Google's Brazil unit says will suspend Orkut pages
SAO PAULO, Brazil, May 25 (Reuters) Google Inc. will remove several community pages on its popular Brazilian social network site Orkut after Brazilian authorities said they promote violence, terrorism and child pornography.
''Those (pages) that our Orkut team can identify as inconsistent with its principals will be immediately removed.'' a spokeswoman for the local Google unit said today.
The spokeswoman added that a list provided by an official government task force, including federal police and prosecutors and non-government Internet watchdogs, was vague and it would be difficult to identify certain pages.
''We may require further details from the task force to identify some pages. Sometime they just provide a picture,'' she said, adding this could delay the removal of some pages.
Some of the community pages singled out by the task force seek the assassination of Brazilian President Luiz Inacio Lula da Silva or the blowing up of Congress, promote child pornography or terrorism, Brazilian authorities said.
A fifth site is suspected of being created by the First Command of the Capital, or PCC, a criminal gang behind a recent wave of violence in Sao Paulo state that killed about 150 people.
''The PCC uses the Internet to buy arms and arrange attacks against the police. The photos of many of the policemen killed in Sao Paulo were published in the chat room,'' Luiz Eduardo Greenhalgh, president of the Chamber of Deputies human rights commission and leader of the task force, told Reuters.
Brazilian government lawyers accuse the world's biggest Internet search engine of hindering investigations by guarding the anonymity of Web users on sites its says promote violence. Google says that, under U.S. law, it cannot reveal personal information about its clients.
Greenhalgh said he hoped to conclude an agreement within two weeks that would allow Google to help identify users of these pages.
Brazilian authorities say they need Google's cooperation in order to catch criminals who live in the United States.
Orkut has about 16 million users, about 72 percent of whom are Brazilian, according to Google data.

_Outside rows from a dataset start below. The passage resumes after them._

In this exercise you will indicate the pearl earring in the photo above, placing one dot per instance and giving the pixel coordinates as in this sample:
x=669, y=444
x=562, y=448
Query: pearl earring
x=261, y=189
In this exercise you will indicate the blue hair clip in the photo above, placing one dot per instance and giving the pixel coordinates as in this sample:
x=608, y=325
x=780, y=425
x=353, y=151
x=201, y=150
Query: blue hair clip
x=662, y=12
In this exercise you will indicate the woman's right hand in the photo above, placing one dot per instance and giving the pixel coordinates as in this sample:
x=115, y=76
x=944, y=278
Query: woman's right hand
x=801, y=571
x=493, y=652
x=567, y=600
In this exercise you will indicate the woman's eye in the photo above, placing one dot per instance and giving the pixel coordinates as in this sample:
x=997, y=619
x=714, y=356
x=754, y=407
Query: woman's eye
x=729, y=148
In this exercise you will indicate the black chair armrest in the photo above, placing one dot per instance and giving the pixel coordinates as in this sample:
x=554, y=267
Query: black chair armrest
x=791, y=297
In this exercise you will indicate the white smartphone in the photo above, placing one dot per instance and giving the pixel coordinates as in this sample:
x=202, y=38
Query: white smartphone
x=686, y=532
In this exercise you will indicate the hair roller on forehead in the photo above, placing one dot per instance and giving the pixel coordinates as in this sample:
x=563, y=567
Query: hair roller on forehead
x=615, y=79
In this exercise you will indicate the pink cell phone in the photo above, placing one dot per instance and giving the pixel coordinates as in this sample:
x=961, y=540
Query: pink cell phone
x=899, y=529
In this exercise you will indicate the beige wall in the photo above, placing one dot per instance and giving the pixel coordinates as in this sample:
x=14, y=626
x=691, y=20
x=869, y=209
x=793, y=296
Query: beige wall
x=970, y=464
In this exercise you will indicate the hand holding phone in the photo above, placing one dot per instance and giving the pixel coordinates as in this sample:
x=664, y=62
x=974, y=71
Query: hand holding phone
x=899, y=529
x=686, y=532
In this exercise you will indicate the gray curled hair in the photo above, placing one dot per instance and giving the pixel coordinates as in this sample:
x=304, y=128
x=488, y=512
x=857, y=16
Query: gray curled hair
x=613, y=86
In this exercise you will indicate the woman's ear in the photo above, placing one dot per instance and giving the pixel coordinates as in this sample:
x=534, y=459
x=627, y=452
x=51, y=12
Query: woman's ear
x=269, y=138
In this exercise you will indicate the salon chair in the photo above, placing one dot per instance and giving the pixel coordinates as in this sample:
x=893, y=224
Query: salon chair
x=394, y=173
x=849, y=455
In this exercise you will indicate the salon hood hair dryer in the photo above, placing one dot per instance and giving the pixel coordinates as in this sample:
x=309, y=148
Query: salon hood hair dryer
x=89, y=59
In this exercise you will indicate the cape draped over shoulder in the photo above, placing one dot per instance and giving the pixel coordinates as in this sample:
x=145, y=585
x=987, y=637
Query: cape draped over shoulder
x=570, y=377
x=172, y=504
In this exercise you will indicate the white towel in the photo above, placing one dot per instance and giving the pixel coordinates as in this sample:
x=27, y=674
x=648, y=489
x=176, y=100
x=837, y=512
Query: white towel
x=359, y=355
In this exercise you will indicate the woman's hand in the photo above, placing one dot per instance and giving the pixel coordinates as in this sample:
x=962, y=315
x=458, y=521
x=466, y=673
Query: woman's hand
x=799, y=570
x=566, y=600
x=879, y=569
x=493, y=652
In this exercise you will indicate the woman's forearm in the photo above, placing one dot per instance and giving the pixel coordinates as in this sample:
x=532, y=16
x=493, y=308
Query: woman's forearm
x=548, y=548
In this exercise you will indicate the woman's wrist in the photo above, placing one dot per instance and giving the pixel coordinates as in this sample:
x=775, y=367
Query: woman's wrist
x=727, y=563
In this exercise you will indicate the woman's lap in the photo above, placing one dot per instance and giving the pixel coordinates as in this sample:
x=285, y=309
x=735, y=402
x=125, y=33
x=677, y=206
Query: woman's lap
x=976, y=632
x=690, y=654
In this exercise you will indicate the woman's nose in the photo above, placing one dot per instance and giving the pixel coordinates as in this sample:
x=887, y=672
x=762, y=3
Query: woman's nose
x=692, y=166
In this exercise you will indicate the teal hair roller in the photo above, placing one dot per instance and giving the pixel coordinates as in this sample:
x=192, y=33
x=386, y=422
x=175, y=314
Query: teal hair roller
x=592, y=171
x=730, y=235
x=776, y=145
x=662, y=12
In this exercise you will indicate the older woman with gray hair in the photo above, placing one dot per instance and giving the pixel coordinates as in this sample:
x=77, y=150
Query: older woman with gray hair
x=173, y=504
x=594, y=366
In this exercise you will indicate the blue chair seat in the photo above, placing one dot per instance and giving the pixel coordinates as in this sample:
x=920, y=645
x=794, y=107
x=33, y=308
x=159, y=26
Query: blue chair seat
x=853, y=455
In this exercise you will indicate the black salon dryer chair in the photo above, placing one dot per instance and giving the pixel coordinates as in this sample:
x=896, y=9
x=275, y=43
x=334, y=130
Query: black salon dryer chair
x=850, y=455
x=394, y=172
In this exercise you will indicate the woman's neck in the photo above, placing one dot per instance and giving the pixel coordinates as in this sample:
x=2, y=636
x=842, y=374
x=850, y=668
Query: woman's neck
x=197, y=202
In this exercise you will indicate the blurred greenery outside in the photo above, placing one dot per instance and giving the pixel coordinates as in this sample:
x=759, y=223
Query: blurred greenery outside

In April, Google Senior Vice President for Corporate Development David Drummond, came to Brazil to testify to Congress and promised to collaborate with Brazilian authorities within the limits of U S law.
Safernet, a private group fighting human rights abuses on the Internet, has complained to Brazil's attorney general's office about Orkut. It presented a 150-page dossier alleging child pornography, racial discrimination, drug trafficking and support of Nazism.